おれたち2年10組の文化祭の企画希望は、第一希望:喫茶店、第二希望:縁日、第三希望:双六ゲーム、で提出することになった。おそらく喫茶店はくじ引きになるので、そこが一番緊張しそうだ。
文化祭実行委員長となった慶は、しょっぱなからずっと忙しそうだった。昼休みも放課後も集まりがあり、授業中も何か内職をしているらしくて、5分休みになると、
「さっきの授業のノート見せて」
と、言ってくる。そういうわけで、ここ3日で慶と話した内容といえば、ノートで分からないことがあった場合の説明、だけだった。
(さみしい……)
けれども我慢我慢……
おれも文化祭の準備がはじまれば忙しくなって気が紛れるんだろうけど、企画が決定するまでは動くこともできない。
でもそれも今日で決まる。
放課後、文化祭クラス委員2名及び、文化祭に参加する部活の代表者が、体育館に集められた。

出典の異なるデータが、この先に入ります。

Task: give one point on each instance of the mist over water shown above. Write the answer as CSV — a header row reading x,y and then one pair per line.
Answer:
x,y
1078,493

うちの学校は、1学年12クラス。参加部活は30以上あるはずなので、少なくともこの場に100人以上はいる計算になる。そんな大掛かりな会議を仕切るんだから、準備も大変だっただろう……
一緒に文化祭委員をやることになったのは、浜野ちひろさんという、今までほとんど話をしたことがない女子だ。

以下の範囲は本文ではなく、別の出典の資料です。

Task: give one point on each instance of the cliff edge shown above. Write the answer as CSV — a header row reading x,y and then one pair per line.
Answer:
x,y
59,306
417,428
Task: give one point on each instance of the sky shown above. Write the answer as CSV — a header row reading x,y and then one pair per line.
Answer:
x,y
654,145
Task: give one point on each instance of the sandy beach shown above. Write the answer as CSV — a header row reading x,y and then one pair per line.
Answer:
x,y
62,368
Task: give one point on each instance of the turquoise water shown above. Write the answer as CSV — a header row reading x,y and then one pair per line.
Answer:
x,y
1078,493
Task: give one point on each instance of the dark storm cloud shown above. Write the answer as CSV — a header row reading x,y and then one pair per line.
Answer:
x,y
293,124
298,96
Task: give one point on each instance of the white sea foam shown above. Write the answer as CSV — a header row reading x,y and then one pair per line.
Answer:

浜野さんは、小柄で色白で大人しそうで、とてもこんな委員をやるイメージはない。でも今回、彼女は委員に自ら立候補したのだ。
「浜野さんは、どうして委員になりたかったの?」
「え……ああ」
会議が始まるまで隣で黙っているのも何なので話しかけてみると、驚くべき答えが返ってきた。
「渋谷慶と仲良くなりたかったから」
「え?!」
び、びっくり。
そうか、先に男子の委員が慶に決定して(他薦で半ば強引に決められたんだけど)、その後女子を決めたんだった……。

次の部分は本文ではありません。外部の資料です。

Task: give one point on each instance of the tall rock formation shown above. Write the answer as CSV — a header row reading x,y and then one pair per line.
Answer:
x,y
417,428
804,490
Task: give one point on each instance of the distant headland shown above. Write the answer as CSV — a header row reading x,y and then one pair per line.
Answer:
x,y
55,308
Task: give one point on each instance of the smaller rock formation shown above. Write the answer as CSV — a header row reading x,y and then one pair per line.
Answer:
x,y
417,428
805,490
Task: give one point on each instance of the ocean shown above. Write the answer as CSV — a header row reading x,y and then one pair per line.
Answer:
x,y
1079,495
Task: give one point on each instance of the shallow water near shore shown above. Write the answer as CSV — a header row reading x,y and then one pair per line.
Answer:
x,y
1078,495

は、浜野さんって、慶のことが好き……とかそういうこと?
「あ……じゃ、ごめんね。おれに変わっちゃって……」
「ううん。この際、桜井君でもいいんだけど」
「へ?」
どういうことだ??
っていうか、考えてみたら「渋谷慶と仲良くなりたい」って変な言い方だな……
「あの……どういう………」
「私、美術部なのね」
「う、うん……」
話が飛んだ。浜野さん、なんか独特の間があるというか………。
「渋谷君にモデルをお願いしたかったの。でも話かけるタイミングもなく今まで来ちゃってて、委員会でも一緒にやれば頼みやすくなるかなって思ったの」
「ああ……なるほど」
ほっと思わずため息をついてしまう。
「びっくりした。慶のことが好きとかそういう話かと思った」
「好き? ありえない」
浜野さんはピクリと眉を寄せた。
「渋谷慶は観賞物であって、恋愛対象にはなりえない。そもそも私、現実の男に興味ないし」
「…………」
現実じゃない男には興味があるっていうことだろうか……
というか、その前に、
「慶が、観賞物?」
「あんなに綺麗で完璧な美しい顔、めったにないでしょ。描いてみたい」
「…………」
なるほど……。
「だから、桜井君から頼んでもらえると助かるんだけど?」
「わ、わかった……けど、慶、最近忙しそうだからなあ……」
「もし、渋谷君がダメだったら桜井君がモデルになってくれる?」
「は?!」
慶がダメだったらおれってどんだけランク下げてんの?!
「それはまずいでしょ、おれなんか……」
「桜井君も桜井君で興味深いの。完璧なまでの平均的な顔……」
「…………」
それは褒められてるんでしょうか。馬鹿にされてるんでしょうか……
うーん……と唸っていたところで、「はじめまーす」との声が聞こえてきた。背筋を正して正面をみる。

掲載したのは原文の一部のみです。